BARCELONA, Spain ― Aside from running a social networking and mobile messaging service, Facebook is also a crusader of the Internet, encouraging Web firms, mobile carriers and device-makers to join an initiative to help bring the world, especially less-connected nations, online.
A top official from Facebook said that handset-makers including Samsung Electronics deserve credit for the accomplishments so far in boosting the use of Internet around the world.
“Handset manufacturers like Samsung play a very important role in bringing connectivity to the world and I think the industry deserves a lot of credit and recognition for bringing down the cost of handsets,” said Chris Daniels, vice president of Facebook’s Internet.org in a briefing with reporters from the Asia-Pacific region Wednesday (local time).
Facebook launched the global initiative in 2013 with the aim of making life better by getting more people connected.
Facebook and its partners provide free basic Internet services in a wide range of sectors, including health care, education and finance, to the unconnected population of the world through the Internet.org initiative.
In line with the global nonprofit project as well as its marketing strategy to secure a broader customer base, Samsung has been rolling out budget devices including the Galaxy A series and the Tizen smartphone in recent years.

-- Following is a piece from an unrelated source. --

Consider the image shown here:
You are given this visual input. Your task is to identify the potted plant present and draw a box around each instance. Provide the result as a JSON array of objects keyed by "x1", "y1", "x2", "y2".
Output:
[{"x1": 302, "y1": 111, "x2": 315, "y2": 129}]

Through the first round of Internet.org programs started in six countries including Colombia, Paraguay and the Philippines last year, Facebook, local governments and telecom operators saw the Internet penetration rate jump by 40 percent on average.
Encouraging more business entities to join the initiative, the vice president said allowing more people to taste the usefulness of the Internet would also benefit network operators as they can be assured of loyal customers in the future.
In Colombia, the number of data users of local telecom firm Tigo increased 50 percent since the start of the Internet.org initiative and the smartphone sales in Tanzania increased around 10 percent.